Of the upright arborvitae cultivars, one of my favorites is Thuja occidentalis ‘Degroot’s Spire,’ which provides interest through its spire-like architecture. Additionally, Chamaecyparis ‘Forever Goldy’ is hardy in zones 5 - 8b, reaches 10 - 12 feet, and provides outstanding golden foliage perfect for a stunning winter specimen, or even a winter container when the plant is young. For a long time, I have been a fan of the Japanese red-cedar, Cryptomeria japonica ‘Yoshino’ as a screening tree. This specimen reaches 50 - 60 feet tall in USDA zones 6 - 8.

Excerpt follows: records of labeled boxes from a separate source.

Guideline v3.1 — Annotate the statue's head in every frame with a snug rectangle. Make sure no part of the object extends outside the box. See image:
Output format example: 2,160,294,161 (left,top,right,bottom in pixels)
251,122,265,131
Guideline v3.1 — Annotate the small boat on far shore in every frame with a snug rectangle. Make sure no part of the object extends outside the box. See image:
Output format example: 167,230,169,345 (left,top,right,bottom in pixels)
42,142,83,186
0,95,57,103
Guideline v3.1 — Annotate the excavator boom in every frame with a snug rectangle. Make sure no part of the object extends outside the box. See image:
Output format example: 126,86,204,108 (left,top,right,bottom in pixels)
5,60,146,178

Of the small conifers, Juniperus horizontalis Pancake has dark green foliage that will turn bluish in the winter. Reaching only 12 – 18 inches, it is perfect for the small courtyard garden or container planting. Cryptomeria japonica ‘Black Dragon’ has dark green foliage but only reaches 12 feet tall with a spread of 5 feet. Like most cryptomerias, it is also tolerant of a fair amount of shade. Cryptomeria japonica Dragon Prince and Cryptomeria japonica Dragon Warrior, are rounded, diminutive evergreen shrubs that are perfect for containers.
Selected through the Pennsylvania Horticultural Society’s Gold Medal Plant Program, Cryptomeria ‘Globosa Nana’ is a highly textured, low-growing selection of the Japanese red-cedar that is great for foundation plantings. Also a PHS Gold Medal Plant, another conifer I like is the dwarf hinoki cypress, Chamaecyparis obtusa ‘Nana Gracilis.’ This very dark green pyramidal specimen is very slow growing and thrives in most light conditions, including low light. In a shady corner it would contrast beautifully with an underplanting of the Hakone grass, Hakonechloa macra ‘Aureola’ or a chartreuse leaf Hosta, like ‘June.’ Chamaecyparis obtusa Night Light also has a rounded habit and striking golden foliage.

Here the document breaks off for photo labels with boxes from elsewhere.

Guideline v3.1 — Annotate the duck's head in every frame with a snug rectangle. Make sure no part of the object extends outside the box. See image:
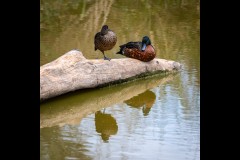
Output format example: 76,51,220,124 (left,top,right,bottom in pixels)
142,36,151,51
101,25,108,34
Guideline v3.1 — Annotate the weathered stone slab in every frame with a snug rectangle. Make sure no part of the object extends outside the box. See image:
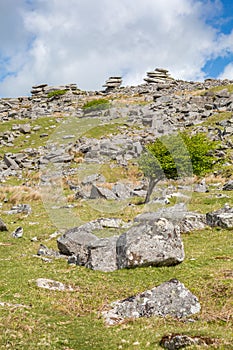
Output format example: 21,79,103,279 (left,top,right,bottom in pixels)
85,236,118,272
0,218,8,231
57,226,98,258
102,279,201,325
117,218,184,269
206,205,233,228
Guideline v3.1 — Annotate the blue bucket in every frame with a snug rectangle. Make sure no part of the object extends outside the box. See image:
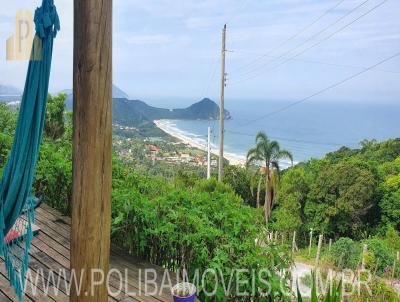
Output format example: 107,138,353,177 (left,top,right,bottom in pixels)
172,282,196,302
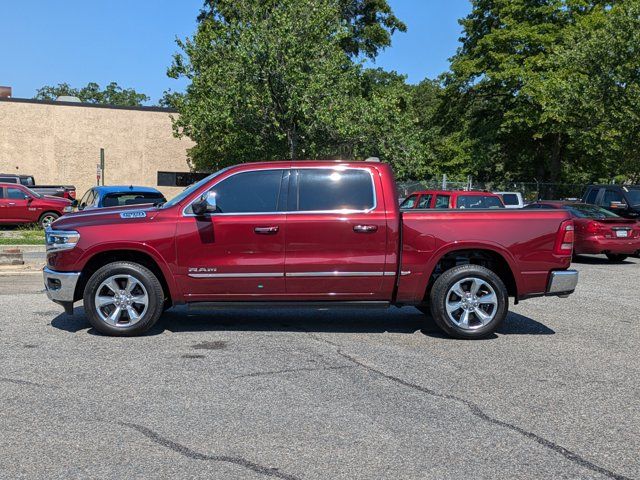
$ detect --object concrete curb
[0,245,46,253]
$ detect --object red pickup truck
[0,183,73,228]
[44,161,578,338]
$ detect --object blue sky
[0,0,470,103]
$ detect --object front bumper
[42,267,80,304]
[547,270,578,296]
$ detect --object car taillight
[553,220,575,255]
[584,222,600,235]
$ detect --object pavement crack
[118,422,300,480]
[0,377,46,387]
[306,331,632,480]
[233,365,355,378]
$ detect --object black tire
[429,265,509,340]
[83,262,164,336]
[38,212,60,228]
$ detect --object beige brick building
[0,98,193,198]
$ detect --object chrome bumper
[547,270,578,295]
[42,267,80,302]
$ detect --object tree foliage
[170,0,640,182]
[34,82,150,107]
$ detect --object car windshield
[564,204,618,219]
[626,187,640,206]
[160,167,231,208]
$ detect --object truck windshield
[160,167,231,208]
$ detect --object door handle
[253,225,280,235]
[353,225,378,233]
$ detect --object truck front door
[176,169,289,301]
[285,167,395,300]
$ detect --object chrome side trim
[189,272,284,278]
[547,270,578,294]
[286,271,396,277]
[188,271,396,278]
[182,165,378,217]
[42,267,80,302]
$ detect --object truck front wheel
[429,265,509,339]
[84,262,164,336]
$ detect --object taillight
[553,220,575,255]
[584,222,600,235]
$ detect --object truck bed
[396,209,571,303]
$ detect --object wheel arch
[422,244,519,303]
[74,248,176,305]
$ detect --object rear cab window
[456,195,504,208]
[101,192,164,207]
[400,195,418,208]
[435,195,451,208]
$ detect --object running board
[187,301,391,310]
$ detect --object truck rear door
[176,169,289,301]
[285,166,395,300]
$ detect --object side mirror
[191,191,218,215]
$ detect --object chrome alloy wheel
[95,274,149,327]
[445,277,498,330]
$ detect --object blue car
[78,185,166,210]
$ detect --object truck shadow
[51,307,555,339]
[571,255,638,265]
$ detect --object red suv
[400,190,504,209]
[0,183,73,228]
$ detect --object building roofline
[0,98,178,113]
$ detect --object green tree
[541,0,640,182]
[198,0,407,59]
[34,82,150,107]
[441,0,611,182]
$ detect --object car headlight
[44,229,80,253]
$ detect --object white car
[493,192,524,208]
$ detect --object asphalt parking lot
[0,257,640,479]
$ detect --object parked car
[78,185,167,210]
[0,173,76,200]
[582,185,640,219]
[44,161,578,338]
[525,201,640,262]
[400,190,504,209]
[493,192,524,208]
[0,183,73,228]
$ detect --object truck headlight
[44,229,80,253]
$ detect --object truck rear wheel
[429,265,509,339]
[84,262,164,336]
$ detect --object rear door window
[292,168,375,212]
[7,187,25,200]
[435,195,451,208]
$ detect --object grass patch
[0,227,44,245]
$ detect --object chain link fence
[397,177,587,202]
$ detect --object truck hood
[51,205,158,230]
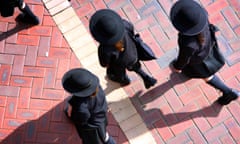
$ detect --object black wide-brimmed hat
[89,9,124,45]
[62,68,99,97]
[170,0,208,36]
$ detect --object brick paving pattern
[0,0,240,144]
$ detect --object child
[62,68,115,144]
[89,9,157,89]
[170,0,240,105]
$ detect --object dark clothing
[175,26,212,69]
[98,20,138,77]
[69,86,107,144]
[174,23,223,78]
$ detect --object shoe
[107,74,131,86]
[217,89,240,105]
[16,13,40,25]
[105,136,116,144]
[143,76,157,89]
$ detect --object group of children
[0,0,240,144]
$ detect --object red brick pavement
[0,0,240,144]
[72,0,240,143]
[0,0,128,144]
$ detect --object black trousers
[75,124,106,144]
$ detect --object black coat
[174,25,224,78]
[69,86,107,128]
[98,20,138,68]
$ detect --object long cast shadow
[144,99,223,128]
[139,72,189,104]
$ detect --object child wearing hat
[62,68,115,144]
[0,0,39,25]
[89,9,157,89]
[170,0,240,105]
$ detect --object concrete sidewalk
[0,0,240,144]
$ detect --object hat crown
[89,9,125,45]
[176,7,200,28]
[63,71,91,92]
[170,0,208,36]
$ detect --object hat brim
[62,68,99,97]
[89,9,125,45]
[170,0,208,36]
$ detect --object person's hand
[67,105,72,117]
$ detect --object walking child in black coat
[62,68,115,144]
[170,0,240,105]
[90,9,157,89]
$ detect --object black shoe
[217,89,240,105]
[143,76,157,89]
[16,13,40,25]
[105,136,116,144]
[107,74,131,86]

Pines make a wonderful option to provide winter interest in the garden. The white pine, Pinus strobus, remains a ubiquitous evergreen tree in many landscapes throughout the country and can get very picturesque with age, but does suffer from wind and heavy wet snow impacts. ‘Domino’ is a hybrid between the white pine and a Mexican pine, Pinus ayacahuite. Reaching only 8 feet tall over ten years, it has soft needles with a bluish cast. The lacebark pine, Pinus bungeana remains one of the best pines for amazing winter interest. Over time the bark will develop a camouflage-like look with patches of white, dark green, beige, plum, and more. Over a longer period, the bark will become increasingly a uniform alabaster white.

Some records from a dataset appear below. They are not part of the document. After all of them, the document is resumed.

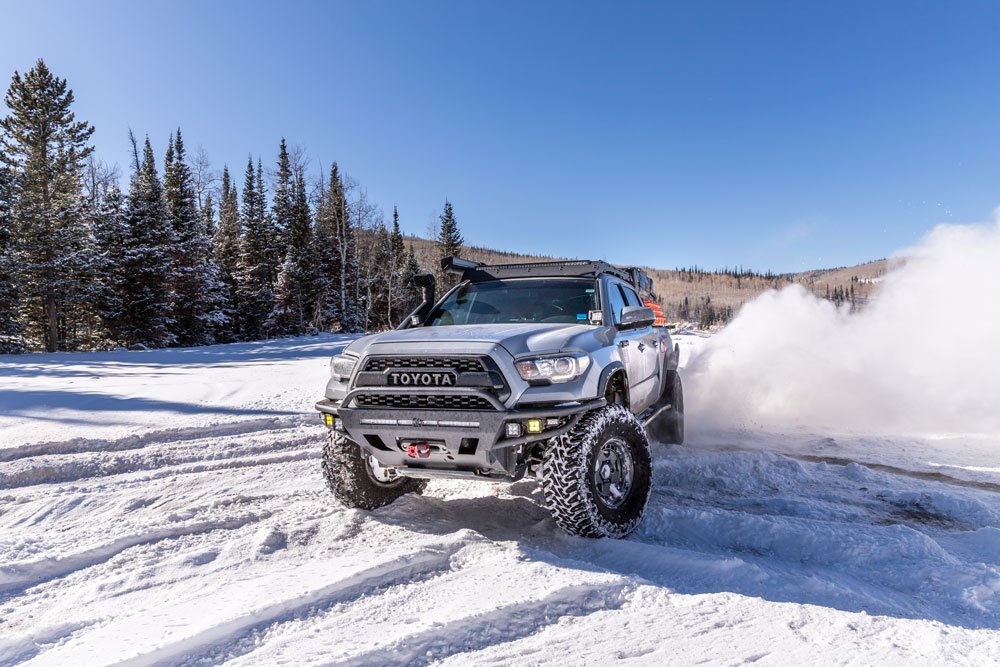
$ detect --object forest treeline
[0,60,462,353]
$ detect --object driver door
[608,282,656,414]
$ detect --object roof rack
[441,257,653,295]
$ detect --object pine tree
[119,137,174,347]
[312,164,343,331]
[237,159,275,340]
[163,129,223,346]
[271,137,295,253]
[0,156,25,354]
[91,185,129,344]
[0,60,94,352]
[437,199,465,292]
[213,167,240,342]
[386,206,407,327]
[269,170,317,334]
[399,243,423,317]
[316,162,364,333]
[201,192,216,240]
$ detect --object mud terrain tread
[542,405,651,538]
[323,431,427,510]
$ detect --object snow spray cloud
[685,209,1000,434]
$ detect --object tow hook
[406,442,431,459]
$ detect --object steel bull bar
[316,386,607,481]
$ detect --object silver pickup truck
[316,258,684,537]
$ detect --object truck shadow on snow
[0,334,358,378]
[372,446,1000,629]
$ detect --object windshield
[428,278,601,327]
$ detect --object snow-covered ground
[0,335,1000,665]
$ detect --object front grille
[355,394,495,410]
[364,357,486,373]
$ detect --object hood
[348,324,607,357]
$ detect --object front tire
[323,431,427,510]
[542,405,652,538]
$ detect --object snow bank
[687,212,1000,435]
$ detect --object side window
[608,283,625,324]
[622,285,642,306]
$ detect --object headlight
[514,354,590,382]
[330,354,358,382]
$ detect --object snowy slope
[0,335,1000,665]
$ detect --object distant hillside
[407,236,889,326]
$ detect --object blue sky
[0,0,1000,271]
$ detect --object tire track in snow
[0,431,321,489]
[27,537,469,667]
[0,415,315,463]
[0,510,272,601]
[339,581,633,667]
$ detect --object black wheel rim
[593,438,635,509]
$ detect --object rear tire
[542,405,652,538]
[323,431,427,510]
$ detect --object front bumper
[316,387,605,479]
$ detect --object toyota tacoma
[316,257,684,538]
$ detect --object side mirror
[618,306,656,329]
[398,273,435,329]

Junipers for the Winter Garden
Entire books have been written on the junipers, and they range from groundcovers, to shrubs, to trees. A couple notable standouts include Juniperus ‘Grey Owl,’ which is thought to be a hybrid, shrub-like spreading plant. It has striking grey-blue foliage, and over time can reach 6 - 8 feet tall with a spread over 10 feet. It is a beautiful addition to the winter landscape where it makes a great combination with many of the dogwoods with colored stems such us ‘Cardinal.’ Juniperus virginiana Emerald Sentinel is an upright, emerald-green selection of the Eastern red cedar. This native juniper is very hardy and can tolerate a myriad of soils, as well as develop very attractive blue fruits which are a food source for bird populations.
There is not a conifer more noble and regal as the firs, Abies. However, many firs can struggle with heat and humidity, as well as poorly drained soil. The Japanese fir, Abies firma is tolerant of many of these conditions. It has bright green needles and will reach 50 - 60 feet tall. The Korean fir, Abies koreana has darker foliage and has striking, stout, upward facing blue-purple cones.
The Monkey Puzzle Tree
One of the most remarkable of all the conifers is the Chilean native, the monkey puzzle tree, Araucaria araucana. It has an amazing open architecture where each stem is covered in very sharp needles and would do well in sand soils like those found in parts of New Jersey. Over time, it will become upright and pyramidal with a rounded top. For seasonal winter interest they are simply stunning. Siting seems critical for the success of the monkey puzzle. They seem to like well-drained soils and enjoy being planted on areas that are sloping where excess moisture can drain away.
The above planting options offer just a glimpse of the many great conifers that can offer beautiful seasonal interest during the winter months. Be sure to visit your local nursery or garden center to see what conifers are available near you and consider how your garden’s conditions are suited to different species. With these ideas in mind, you are sure to have a stunning garden even throughout our grayest and coldest months.